Screen Shot 2014-08-30 at 9.27.42 AM

The default columns don’t reveal much of the information we are seeking, so let’s edit them. If the packets are scrolling by too fast for you, click the red stop button near the green shark fin button you clicked earlier. Click on one of the packets in the packet list pane so that the packet is horizontally highlighted, then move your attention to the pane below which is known as the packet details pane. Click the little arrow to the left of “Radiotap Header …” and you should see some information such as “Data Rate”, “Channel frequency”, “Channel type” etc. Some interesting pieces of information we may wish to add to the available columns are the channel frequency and SSI signal. The channel frequency is the actual frequency number which corresponds to the short channel name. For example, channel frequency 2437 corresponds to channel 6. SSI stands for “Signal Strength Indicator” and this value tells us how strong the received signal was on a particular packet. If we ignore the negative sign, we can simply say that the lower the number, the better the signal strength is. For example, an SSI of -60 indicates a stronger signal than -80. To add these pieces of information as columns, right click on each field and select “Apply as Column”. Now this information is easily accessible from the packet list pane and we won’t have to dig for it in the packet details pane. If you’d like to rearrange your columns, feel free to do so by left clicking the column name and dragging it left or right.

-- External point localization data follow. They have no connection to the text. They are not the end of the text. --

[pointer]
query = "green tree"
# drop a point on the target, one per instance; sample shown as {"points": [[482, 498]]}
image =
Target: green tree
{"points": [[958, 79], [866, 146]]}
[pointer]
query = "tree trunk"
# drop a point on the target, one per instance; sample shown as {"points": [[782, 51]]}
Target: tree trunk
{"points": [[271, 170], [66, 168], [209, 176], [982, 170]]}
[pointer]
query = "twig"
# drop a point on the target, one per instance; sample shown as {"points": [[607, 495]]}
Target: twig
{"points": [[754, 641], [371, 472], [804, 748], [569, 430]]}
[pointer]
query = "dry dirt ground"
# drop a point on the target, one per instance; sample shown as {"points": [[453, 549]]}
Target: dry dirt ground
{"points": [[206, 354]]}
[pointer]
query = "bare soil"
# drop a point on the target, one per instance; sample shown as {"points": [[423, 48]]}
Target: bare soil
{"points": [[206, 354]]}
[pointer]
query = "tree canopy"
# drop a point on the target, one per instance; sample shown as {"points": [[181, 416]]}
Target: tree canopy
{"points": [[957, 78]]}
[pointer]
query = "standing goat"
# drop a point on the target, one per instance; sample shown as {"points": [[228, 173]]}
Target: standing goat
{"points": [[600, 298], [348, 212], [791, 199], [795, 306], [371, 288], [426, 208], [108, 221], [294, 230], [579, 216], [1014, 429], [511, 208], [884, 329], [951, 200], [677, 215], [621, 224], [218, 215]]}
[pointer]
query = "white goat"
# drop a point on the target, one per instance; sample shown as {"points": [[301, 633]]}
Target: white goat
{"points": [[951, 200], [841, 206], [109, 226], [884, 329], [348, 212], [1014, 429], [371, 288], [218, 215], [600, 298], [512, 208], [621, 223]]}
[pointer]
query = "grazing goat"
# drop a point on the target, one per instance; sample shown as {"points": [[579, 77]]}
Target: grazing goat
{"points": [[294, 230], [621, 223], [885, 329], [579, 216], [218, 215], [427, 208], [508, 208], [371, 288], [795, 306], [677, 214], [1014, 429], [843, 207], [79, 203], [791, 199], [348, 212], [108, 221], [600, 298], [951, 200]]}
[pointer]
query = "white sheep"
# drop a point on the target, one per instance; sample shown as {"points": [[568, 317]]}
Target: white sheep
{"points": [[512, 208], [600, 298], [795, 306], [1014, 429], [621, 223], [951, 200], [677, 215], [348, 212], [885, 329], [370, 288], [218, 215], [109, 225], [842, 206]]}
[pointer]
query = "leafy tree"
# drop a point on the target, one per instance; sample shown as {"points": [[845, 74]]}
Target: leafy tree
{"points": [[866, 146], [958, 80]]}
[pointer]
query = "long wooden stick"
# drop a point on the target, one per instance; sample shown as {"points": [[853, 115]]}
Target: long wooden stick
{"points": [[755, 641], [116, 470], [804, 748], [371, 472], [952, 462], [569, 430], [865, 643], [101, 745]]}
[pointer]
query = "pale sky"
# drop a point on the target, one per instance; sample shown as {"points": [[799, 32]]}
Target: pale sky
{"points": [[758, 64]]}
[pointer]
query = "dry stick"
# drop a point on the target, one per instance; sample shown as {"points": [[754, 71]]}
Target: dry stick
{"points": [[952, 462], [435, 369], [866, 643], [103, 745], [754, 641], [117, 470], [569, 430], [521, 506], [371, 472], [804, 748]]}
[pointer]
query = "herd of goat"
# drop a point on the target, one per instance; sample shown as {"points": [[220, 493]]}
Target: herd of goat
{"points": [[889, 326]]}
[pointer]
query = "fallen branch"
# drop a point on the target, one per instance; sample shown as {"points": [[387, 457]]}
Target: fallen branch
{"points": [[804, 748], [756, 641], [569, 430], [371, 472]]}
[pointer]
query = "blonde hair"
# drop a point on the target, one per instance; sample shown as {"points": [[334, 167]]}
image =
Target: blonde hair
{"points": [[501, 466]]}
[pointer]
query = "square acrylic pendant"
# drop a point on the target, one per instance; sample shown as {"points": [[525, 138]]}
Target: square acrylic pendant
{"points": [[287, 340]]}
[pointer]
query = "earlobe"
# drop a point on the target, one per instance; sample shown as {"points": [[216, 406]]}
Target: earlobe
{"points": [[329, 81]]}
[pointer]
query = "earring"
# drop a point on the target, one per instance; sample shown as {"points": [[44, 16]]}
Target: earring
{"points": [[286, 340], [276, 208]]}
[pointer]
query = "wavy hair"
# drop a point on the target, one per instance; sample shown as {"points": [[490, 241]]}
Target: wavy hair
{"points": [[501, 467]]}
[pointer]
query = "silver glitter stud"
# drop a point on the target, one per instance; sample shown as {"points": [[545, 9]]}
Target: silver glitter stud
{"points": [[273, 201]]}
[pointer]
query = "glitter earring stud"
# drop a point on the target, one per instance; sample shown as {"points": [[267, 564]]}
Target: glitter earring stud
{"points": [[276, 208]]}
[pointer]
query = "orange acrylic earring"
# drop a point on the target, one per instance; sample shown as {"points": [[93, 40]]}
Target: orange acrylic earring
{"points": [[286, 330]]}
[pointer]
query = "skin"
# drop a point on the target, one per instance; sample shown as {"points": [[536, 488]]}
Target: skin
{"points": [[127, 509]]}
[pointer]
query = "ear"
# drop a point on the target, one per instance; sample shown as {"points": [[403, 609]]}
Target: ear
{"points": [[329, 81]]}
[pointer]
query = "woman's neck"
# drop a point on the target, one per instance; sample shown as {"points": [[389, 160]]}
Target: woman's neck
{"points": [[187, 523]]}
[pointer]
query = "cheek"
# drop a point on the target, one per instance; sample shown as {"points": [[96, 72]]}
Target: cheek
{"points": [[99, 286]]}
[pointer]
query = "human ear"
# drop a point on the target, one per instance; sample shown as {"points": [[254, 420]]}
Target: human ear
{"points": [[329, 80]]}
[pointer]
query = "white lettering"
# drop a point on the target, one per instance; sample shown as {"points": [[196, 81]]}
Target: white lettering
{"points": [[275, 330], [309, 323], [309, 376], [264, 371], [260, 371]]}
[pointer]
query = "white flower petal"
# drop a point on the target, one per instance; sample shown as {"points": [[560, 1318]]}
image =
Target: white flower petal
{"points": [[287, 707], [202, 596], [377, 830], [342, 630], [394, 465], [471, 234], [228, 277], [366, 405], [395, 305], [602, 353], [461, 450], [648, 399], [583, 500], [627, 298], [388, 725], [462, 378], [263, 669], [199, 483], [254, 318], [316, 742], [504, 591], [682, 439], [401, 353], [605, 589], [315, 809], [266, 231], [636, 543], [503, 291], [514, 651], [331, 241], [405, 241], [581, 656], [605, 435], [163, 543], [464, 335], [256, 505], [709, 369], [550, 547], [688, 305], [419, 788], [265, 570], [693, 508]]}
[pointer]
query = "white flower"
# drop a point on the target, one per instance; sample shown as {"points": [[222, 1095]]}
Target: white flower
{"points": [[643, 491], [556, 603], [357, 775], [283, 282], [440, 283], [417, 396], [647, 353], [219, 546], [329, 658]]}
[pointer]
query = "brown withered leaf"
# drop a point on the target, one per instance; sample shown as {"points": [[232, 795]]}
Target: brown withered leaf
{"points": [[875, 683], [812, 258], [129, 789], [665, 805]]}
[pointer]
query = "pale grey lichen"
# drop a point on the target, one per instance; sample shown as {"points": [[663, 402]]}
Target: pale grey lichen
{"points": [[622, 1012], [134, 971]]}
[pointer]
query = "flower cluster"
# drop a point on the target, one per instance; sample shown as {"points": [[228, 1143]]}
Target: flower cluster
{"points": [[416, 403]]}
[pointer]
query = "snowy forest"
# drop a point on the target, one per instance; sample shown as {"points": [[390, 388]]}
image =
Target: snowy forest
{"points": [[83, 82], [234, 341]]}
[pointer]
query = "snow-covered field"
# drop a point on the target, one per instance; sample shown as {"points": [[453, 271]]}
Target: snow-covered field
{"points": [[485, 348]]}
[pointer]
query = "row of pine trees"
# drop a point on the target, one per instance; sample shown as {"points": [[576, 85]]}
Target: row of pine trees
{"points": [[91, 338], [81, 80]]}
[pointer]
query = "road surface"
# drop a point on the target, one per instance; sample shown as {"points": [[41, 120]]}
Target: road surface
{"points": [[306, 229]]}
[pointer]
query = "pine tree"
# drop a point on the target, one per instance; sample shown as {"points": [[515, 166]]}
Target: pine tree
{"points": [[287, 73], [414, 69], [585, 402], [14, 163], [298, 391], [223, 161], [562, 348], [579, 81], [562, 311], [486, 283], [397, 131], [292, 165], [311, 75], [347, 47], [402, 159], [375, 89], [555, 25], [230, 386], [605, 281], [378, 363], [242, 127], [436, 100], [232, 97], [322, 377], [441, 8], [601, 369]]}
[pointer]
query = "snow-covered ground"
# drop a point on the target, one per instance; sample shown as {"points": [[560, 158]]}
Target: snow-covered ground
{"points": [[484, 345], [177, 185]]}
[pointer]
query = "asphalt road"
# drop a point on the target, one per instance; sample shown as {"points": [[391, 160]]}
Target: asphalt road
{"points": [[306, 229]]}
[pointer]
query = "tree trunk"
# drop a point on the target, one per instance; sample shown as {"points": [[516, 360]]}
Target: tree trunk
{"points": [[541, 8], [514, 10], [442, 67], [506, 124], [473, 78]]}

Let’s add two more columns. Find a beacon frame by scrolling through the packet list pane until you see one that has “Beacon frame …” in the Info column. Select the packet and left click on the arrow beside “Radiotap Header …” again in the packet details pane so that the information collapses. Now left click on “IEEE 802.11 Beacon frame …”, right click the first field which is “Type/Subtype” and apply that field as a column. Collapse “IEEE 802.11 Beacon frame …” and expand “IEEE 802.11 wireless LAN management frame” by left clicking their respective arrows. Expand “Tagged parameters”, then expand “Tag: SSID parameter set: …” if it is not already expanded. Right-click on “SSID: …” and apply that field as a column. At this point we can see the 802.11 frame type as well as the SSID which originated each packet. If you stopped your packet capture earlier, you can start it again by clicking the green shark fin again.

Now, what can you do with this setup? I have used it to track down printers which are broadcasting their own wireless networks in corporate environments, as well as to track down access points whose physical location was undocumented. You could also use it to locate rogue devices or any wireless client such as a laptop or cell phone. To hone in on a particular device, find a packet which has originated from it, right-click the MAC address of the device in the “Source” column and choose “Apply as filter > Selected”. This will filter out all captured traffic in the packet list pane so that only packets with a matching source MAC address will appear. While you have a live capture running, you can see a very clear indication of how close your laptop is to the device by examining the SSI Signal column we added earlier. In my experience, -80 to -90 indicates a device which is pretty far away but could still be in the same building, -60 to -80 may indicate that you are within 50 feet of a device, -40 usually means you are pretty much in the same room with the device, and -10 to -20 is seen when you are inches away from the device. Take these numbers with a grain of salt, as the power of the source radio and the construction of the building may alter your expected SSI’s. I have also found that pointing the Apple logo on the back of your Mac straight at a device will guarantee the best SSI, so you can use that to your advantage when searching for devices.